Concerned friends of Joe Smith called the police when they hadn't seen him for some days. When the police broke into his dingy terraced house, they found him dead in his bed. The official cause of death was later given as malnutrition. Yet under Joe's bed, the police found a tin box containing over £1,000 in £10 notes.
Have you ever looked closely at the small print on a £10 note? On that note, you will find under the heading of the 'Bank of England' the statement, "I promise to pay the bearer on demand the sum of TEN Pounds. For the Governor and Company of the BANK of ENGLAND". Then follows the signature of Andrew Bailey, the chief cashier. Similar wording occurs on all our British bank notes. Every time we use a bank note to pay for our purchases, we are, in effect, laying hold of that promise.
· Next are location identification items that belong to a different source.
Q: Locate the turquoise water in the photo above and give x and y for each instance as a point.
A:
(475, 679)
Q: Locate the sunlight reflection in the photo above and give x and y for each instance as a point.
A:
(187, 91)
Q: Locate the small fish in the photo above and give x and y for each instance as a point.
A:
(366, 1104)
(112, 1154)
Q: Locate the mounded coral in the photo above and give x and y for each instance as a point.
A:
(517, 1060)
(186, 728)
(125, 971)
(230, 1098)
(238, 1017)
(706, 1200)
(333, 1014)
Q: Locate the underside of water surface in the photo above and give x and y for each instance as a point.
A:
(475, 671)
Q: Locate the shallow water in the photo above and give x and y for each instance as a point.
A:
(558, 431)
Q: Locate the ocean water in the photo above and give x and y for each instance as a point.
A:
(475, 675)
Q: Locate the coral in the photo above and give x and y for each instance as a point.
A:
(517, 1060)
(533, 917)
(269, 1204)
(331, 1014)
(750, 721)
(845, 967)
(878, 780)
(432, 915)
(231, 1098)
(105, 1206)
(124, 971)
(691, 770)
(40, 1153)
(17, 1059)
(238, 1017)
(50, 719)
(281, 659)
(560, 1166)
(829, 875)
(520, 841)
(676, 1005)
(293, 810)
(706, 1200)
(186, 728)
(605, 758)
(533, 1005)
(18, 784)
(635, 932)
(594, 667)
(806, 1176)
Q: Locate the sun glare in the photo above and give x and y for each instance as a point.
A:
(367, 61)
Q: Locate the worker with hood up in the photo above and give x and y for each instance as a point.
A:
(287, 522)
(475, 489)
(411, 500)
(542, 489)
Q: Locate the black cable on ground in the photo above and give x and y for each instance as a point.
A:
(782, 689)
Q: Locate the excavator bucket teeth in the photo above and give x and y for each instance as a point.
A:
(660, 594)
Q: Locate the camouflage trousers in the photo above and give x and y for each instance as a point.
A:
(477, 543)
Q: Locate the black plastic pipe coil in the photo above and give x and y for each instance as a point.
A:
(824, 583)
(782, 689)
Joe Smith's death was a tragedy; he need not have died of malnutrition. He died simply because he failed to lay hold of all the promises contained in that tin box! While the story of Joe Smith is an imaginary one and need not concern us, it is an even greater tragedy that some Christians fail to lay hold of God's promises in His Word, the Bible and, as a consequence, their lives are the poorer.
Our talk today, 'Laying Hold of God's Promises' is the last in a series of talks entitled 'Lessons from History'. These talks have been based on the experiences of the Israelites as they left their slavery in Egypt on their way to the land of Canaan. It has been said, "What we learn from history is that we don't." Sadly, there is more than a grain of truth in that statement. The failure of governments to learn from history has resulted in the sadness and pain of wars. But the failure of individuals to learn lessons from the history recorded in God's word can have even more tragic consequences.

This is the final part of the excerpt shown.